I’m not good at communicating with others these days. I actually started a conversation the other day with “I like your chicken. It’s very fluffy.”
my doctor asked if it burns when I pee. I said only when it gets in my eyes.
oh i’d definitely choose flight over invisibility. i’d fly everywhere! to the living room, the bedroom. back to the living room. everywhere
All I’m sayin is that you’re not gonna want my kid doing your taxes after being homeschooled by me.
My mind thinks I’m 6, and my heart thinks I’m 22, but my body knows we’ve died and reached hell.
Caveman1: look, I invent wheel
Caveman2: what we do now?
Caveman1: wait for Jesus to take wheel
Caveman2: dum dum Jesus not invented yet
Person 1: You should do Yoga.
Person 2: Why would I ever do that little green guy from Star Wars?
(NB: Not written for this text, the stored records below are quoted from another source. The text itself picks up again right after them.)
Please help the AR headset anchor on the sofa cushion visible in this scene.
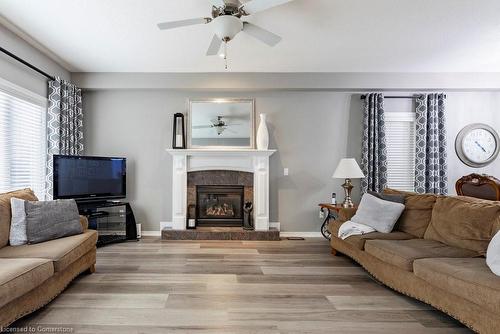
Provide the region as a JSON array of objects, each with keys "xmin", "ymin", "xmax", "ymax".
[
  {"xmin": 384, "ymin": 188, "xmax": 437, "ymax": 238},
  {"xmin": 0, "ymin": 259, "xmax": 54, "ymax": 307},
  {"xmin": 351, "ymin": 194, "xmax": 405, "ymax": 233},
  {"xmin": 413, "ymin": 257, "xmax": 500, "ymax": 314},
  {"xmin": 24, "ymin": 199, "xmax": 83, "ymax": 244},
  {"xmin": 365, "ymin": 239, "xmax": 479, "ymax": 271},
  {"xmin": 0, "ymin": 230, "xmax": 97, "ymax": 272},
  {"xmin": 424, "ymin": 196, "xmax": 500, "ymax": 255},
  {"xmin": 328, "ymin": 220, "xmax": 415, "ymax": 250},
  {"xmin": 0, "ymin": 189, "xmax": 38, "ymax": 248}
]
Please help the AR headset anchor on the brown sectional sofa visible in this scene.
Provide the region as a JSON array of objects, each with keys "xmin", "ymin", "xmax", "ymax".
[
  {"xmin": 329, "ymin": 189, "xmax": 500, "ymax": 333},
  {"xmin": 0, "ymin": 189, "xmax": 97, "ymax": 328}
]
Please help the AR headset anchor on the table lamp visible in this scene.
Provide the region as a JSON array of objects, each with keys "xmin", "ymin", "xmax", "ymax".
[{"xmin": 332, "ymin": 158, "xmax": 365, "ymax": 208}]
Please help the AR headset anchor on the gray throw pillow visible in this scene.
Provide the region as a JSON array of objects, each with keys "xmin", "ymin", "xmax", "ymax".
[
  {"xmin": 9, "ymin": 197, "xmax": 28, "ymax": 246},
  {"xmin": 24, "ymin": 199, "xmax": 83, "ymax": 244},
  {"xmin": 368, "ymin": 190, "xmax": 405, "ymax": 204},
  {"xmin": 351, "ymin": 194, "xmax": 405, "ymax": 233}
]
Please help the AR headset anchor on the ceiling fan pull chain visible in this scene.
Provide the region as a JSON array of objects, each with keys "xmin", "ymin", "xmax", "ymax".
[{"xmin": 224, "ymin": 42, "xmax": 227, "ymax": 70}]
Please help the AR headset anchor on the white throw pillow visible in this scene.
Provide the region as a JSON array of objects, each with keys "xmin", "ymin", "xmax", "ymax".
[
  {"xmin": 486, "ymin": 231, "xmax": 500, "ymax": 276},
  {"xmin": 9, "ymin": 197, "xmax": 28, "ymax": 246},
  {"xmin": 351, "ymin": 194, "xmax": 405, "ymax": 233}
]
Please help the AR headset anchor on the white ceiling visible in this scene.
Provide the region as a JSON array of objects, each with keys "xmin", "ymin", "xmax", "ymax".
[{"xmin": 0, "ymin": 0, "xmax": 500, "ymax": 72}]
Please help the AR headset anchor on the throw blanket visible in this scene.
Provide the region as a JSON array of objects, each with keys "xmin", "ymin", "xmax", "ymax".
[{"xmin": 339, "ymin": 220, "xmax": 375, "ymax": 240}]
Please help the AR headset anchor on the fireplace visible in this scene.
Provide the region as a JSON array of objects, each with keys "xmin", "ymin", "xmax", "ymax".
[{"xmin": 196, "ymin": 185, "xmax": 244, "ymax": 226}]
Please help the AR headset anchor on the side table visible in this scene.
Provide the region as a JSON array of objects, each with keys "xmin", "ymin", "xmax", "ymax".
[{"xmin": 318, "ymin": 203, "xmax": 357, "ymax": 240}]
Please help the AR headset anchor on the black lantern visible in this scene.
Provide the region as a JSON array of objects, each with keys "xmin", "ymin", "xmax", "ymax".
[{"xmin": 172, "ymin": 113, "xmax": 186, "ymax": 149}]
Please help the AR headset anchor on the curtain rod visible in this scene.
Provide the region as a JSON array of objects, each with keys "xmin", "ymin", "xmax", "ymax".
[
  {"xmin": 360, "ymin": 94, "xmax": 446, "ymax": 100},
  {"xmin": 0, "ymin": 46, "xmax": 56, "ymax": 80}
]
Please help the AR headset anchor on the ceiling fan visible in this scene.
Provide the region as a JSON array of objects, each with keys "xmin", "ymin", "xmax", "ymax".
[
  {"xmin": 158, "ymin": 0, "xmax": 292, "ymax": 69},
  {"xmin": 193, "ymin": 116, "xmax": 240, "ymax": 136}
]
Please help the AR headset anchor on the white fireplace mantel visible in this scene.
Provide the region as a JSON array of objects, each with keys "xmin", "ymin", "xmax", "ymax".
[{"xmin": 167, "ymin": 149, "xmax": 276, "ymax": 231}]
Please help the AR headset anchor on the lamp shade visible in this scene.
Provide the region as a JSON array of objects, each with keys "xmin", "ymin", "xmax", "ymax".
[{"xmin": 332, "ymin": 158, "xmax": 365, "ymax": 179}]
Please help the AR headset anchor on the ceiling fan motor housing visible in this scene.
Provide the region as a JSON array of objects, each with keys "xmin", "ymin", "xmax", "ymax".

He’s not sexy at all.
Person 3: She means the picnic basket stealing bear, idiot.
Not sure why my doctor prescribed LSD for a case of constipation…until I saw those dragons and totally shit my pants.
My cat: *standing on my chest to block my computer screen, pressing his nose to mine & staring deeply into my eyes*
Me: Well. Hi.
My cat: You’re very clingy.
5-year-old: *walks up behind me when I’m on the computer* What game are you playing?
Me: Pay the bills.
5: Are you winning?
Me: No.
[Driving w/date in car]
Date [turns radio to country]
Me [reaches over date, opens passenger door] This isn’t working. [Hits eject button]
Thank you Saran Wrap for so many years of not even remotely doing what I want.
I was standing in the line at McDonald’s yesterday and just as I got to the counter my boyfriend kissed me and then loudly said ‘you are the best sister ever’ and walked away and the girl in McDonald’s looked at me in disgust and I’ve never wanted to die so much in my life
We need to invent a rectangular fruit now that the banana is no longer an accurate representation of the phone-shape. Lotta my bits don’t make sense anymore.
Is it “nemesis” or “nemeses”? I’m renewing my wedding vows.
A Tinder style app that helps parents find other parents to drink with
Me: I know I’m forgetting something…..I just can’t remember what it is.
*power shuts off, sitting in a dark room*
Me: *sips coffee* Nope. Nothing is coming to mind.